Les critères de management transforment certains agents :J’ai entendu un percepteur parler de « chiffre d’affaire » pour les impôts qu’il encaisse...le terme de « client » tend à remplacer celui de contribuable..
Des services publics dignes de notre temps, c’est d’abord poser la question de la finalité du Service Public : Est-ce la réponse aux besoins sociaux ? Est-ce l’égalité d’accès et de traitement des usagers, des citoyens ?

C’est ensuite poser la question de l’emploi public, de son statut, de son attractivité, de la reconnaissance des qualifications, du rôle de la fiscalité, de la répartition des richesses créées dans le cadre de la redistribution et le contrôle des fonds publics.
C’est aussi déterminer démocratiquement les objectifs de service public.
La loi organique aux lois des finances détermine des objectifs : mais qui les a réellement définis ? : le gouvernement ? Les députés ? La technocratie des cabinets ministériels ?
Qui établit les critères d’évaluation ? Quels sont leurs natures ?

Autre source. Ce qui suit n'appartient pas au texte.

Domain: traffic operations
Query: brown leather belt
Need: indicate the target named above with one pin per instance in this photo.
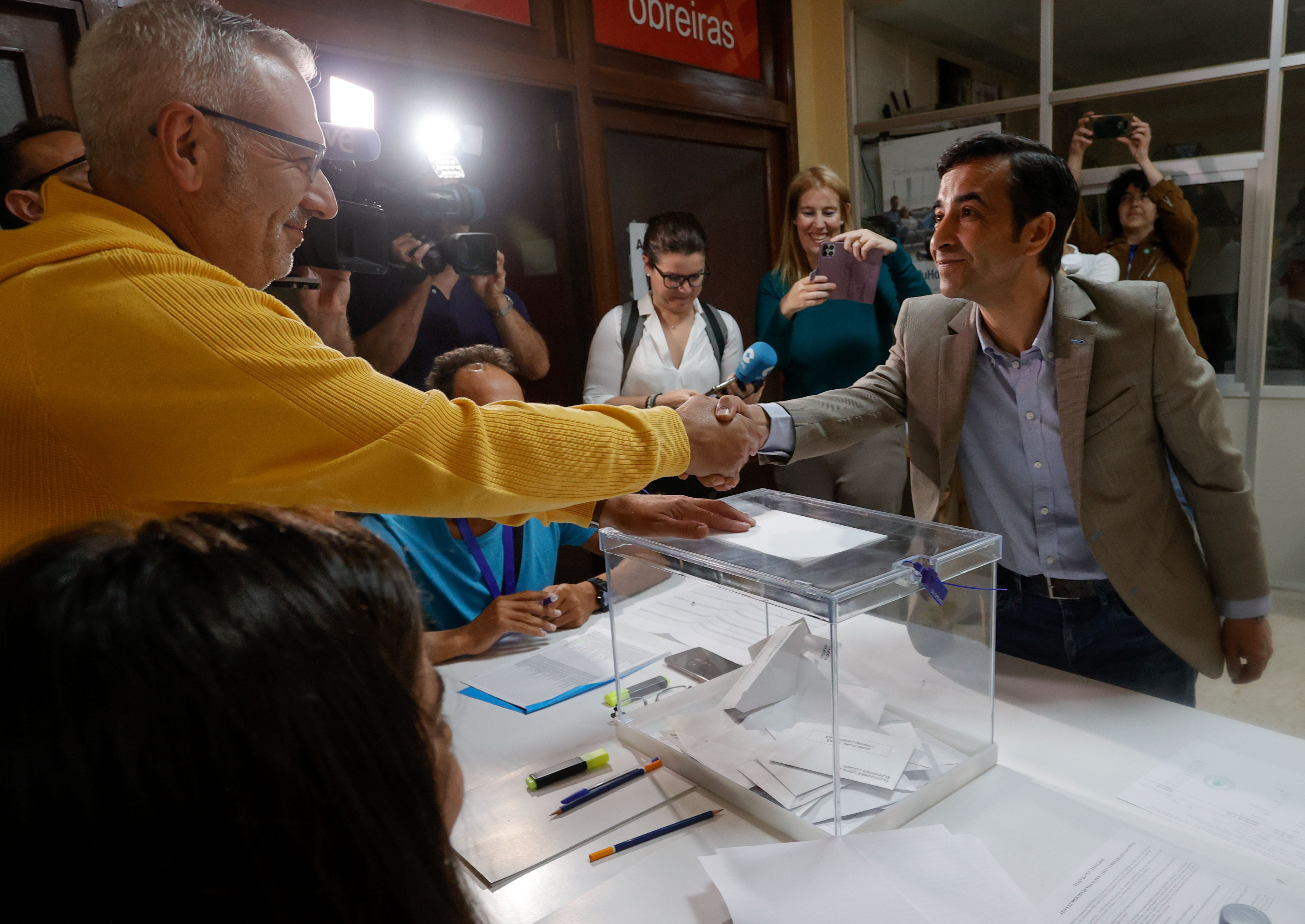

Réinventer le service public, c’est forcément donner aujourd’hui les moyens aux citoyens, à la société civile, aux organisations représentatives de participer à la détermination des objectifs et d’avoir un véritable contrôle sur la mise en Å“uvre des politiques publiques.
C’est travailler comme syndicaliste à casser la spirale infernale des privatisations, du dumping social et fiscal, de la mise en concurrence : l’intérêt général, le bien commun, ça ne s’échange pas sur un marché ou une place boursière.
La réflexion ne peut se passer d’une approche de proximité, au plus prés des citoyens... et la donne européenne me semble incontournable.
Entre les deux, le rôle des militants syndicalistes, associatifs et politiques. Du 29 mai qui durerait.